Date: Jan 24, 2020 @ 09:05 AM
Filed Under: Banking News

Bank rating Outlooks are still skewed to the negative, although less so than six months' ago, Fitch Ratings says. The global share of Negative Outlooks was 13% at end-2019 and the share of Positive Outlooks 5%, compared with 17% and 6%, respectively, at end-1H19.

Emerging markets in the Americas have the highest share of bank ratings on Negative Outlook (31%), mostly mirroring the Negative Outlooks on several Latin American sovereigns. The Middle East and Africa has the next highest share (16%), driven by sovereign-related Negative Outlooks in South Africa and Nigeria, and Negative Outlooks on several Turkish banks, reflecting risks to credit profiles from the challenging operating environment.

In developed markets, most Negative Outlooks are due to earnings pressure amid low interest rates, although several Italian banks are on Negative Outlook due to the sensitivity of their ratings to the Italian sovereign rating (BBB/Negative).

The Outlook balance benefited from the stabilization of Outlooks on Turkish banks with ratings driven by state or institutional support, following the stabilization of the Turkish sovereign rating (BB-/Stable) in November 2019. It also benefited from the removal of the Rating Watch Negative on UK banks in December 2019, reflecting the reduced short-term risk of a disruptive 'no-deal' Brexit. Another factor is the higher share of banks without an Outlook following widespread downgrades to the 'CCC' range and below in Argentina and Lebanon, as Outlooks are typically not assigned to banks rated at these levels.

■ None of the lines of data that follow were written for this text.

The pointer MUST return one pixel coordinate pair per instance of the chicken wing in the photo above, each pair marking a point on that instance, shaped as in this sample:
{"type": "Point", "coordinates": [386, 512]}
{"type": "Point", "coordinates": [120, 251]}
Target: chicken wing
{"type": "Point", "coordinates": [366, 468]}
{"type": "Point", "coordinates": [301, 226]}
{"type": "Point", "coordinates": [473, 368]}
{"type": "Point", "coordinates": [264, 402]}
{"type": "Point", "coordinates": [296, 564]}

There were 33 downgrades and 46 upgrades in 2H19. Downgrades were concentrated in Turkey (13) and Argentina (six), where they followed sovereign rating actions. Russia and Ukraine accounted for 20 and seven upgrades, respectively, mostly driven by greater sovereign ability to provide support or increased propensity of foreign owners to provide support, following sovereign upgrades.